Вот слова, которые полнее и лучше говорят то, что через тридцать лет повторяет о себе г-жа М. Безобразова, -- вышедшая из образованнейшей семьи на прекрасное поприще философии. Да разве то же самое не могли бы повторить о себе глубочайший из наших критиков, Аполлон Григорьев, также Говоруха-Отрок, Константин Леонтьев? Им всем не внимали. Ряд неуслышанных в нашей литературе поистине длинен и жесток. "Но я не раскаиваюсь в том, что говорил", -- кончает о себе Страхов. И никто из перечисленных "не раскаивается", -- конечно, "не раскаивается" и М. Безобразова. Есть удел -- современность, и есть удел -- будущность. Первый, естественно, ограничен, и очень ограничен, второй -- бесконечен.
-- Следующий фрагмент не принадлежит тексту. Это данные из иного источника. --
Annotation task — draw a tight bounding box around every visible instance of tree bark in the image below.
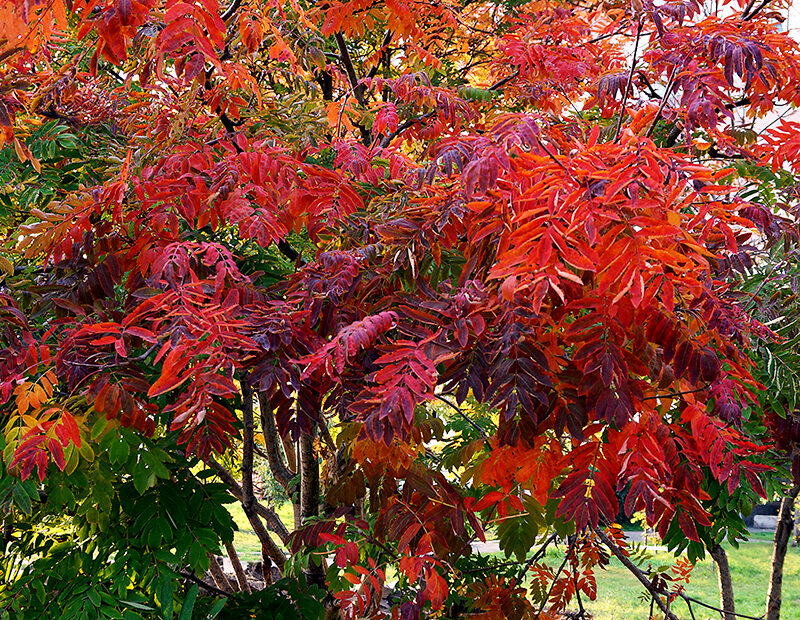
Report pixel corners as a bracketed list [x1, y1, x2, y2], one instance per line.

Будет "история образованности", и будет она написана, конечно, не "современниками". "Наше поколение" есть очень ограниченное и очень бессильное поколение. Самая суть слова и самая суть мысли состоят в том, что они говорят в вечность... И свечка, которая не зажглась при жизни, -- если есть в ней "матерьял" и есть светильня, -- еще не сломлена отношением современников. Она может еще загореться и будет светить над могилою тех, кто умел страдать и умел быть терпеливым в страдании.
Вот ряд мыслей, который может утешить не одну эту печальную философствовавшую девушку... Пусть она тихо продолжает свою деятельность, -- хотя бы "для архивов"...
Впервые опубликовано: Новое Время. 1914. 8 авг. No 13795.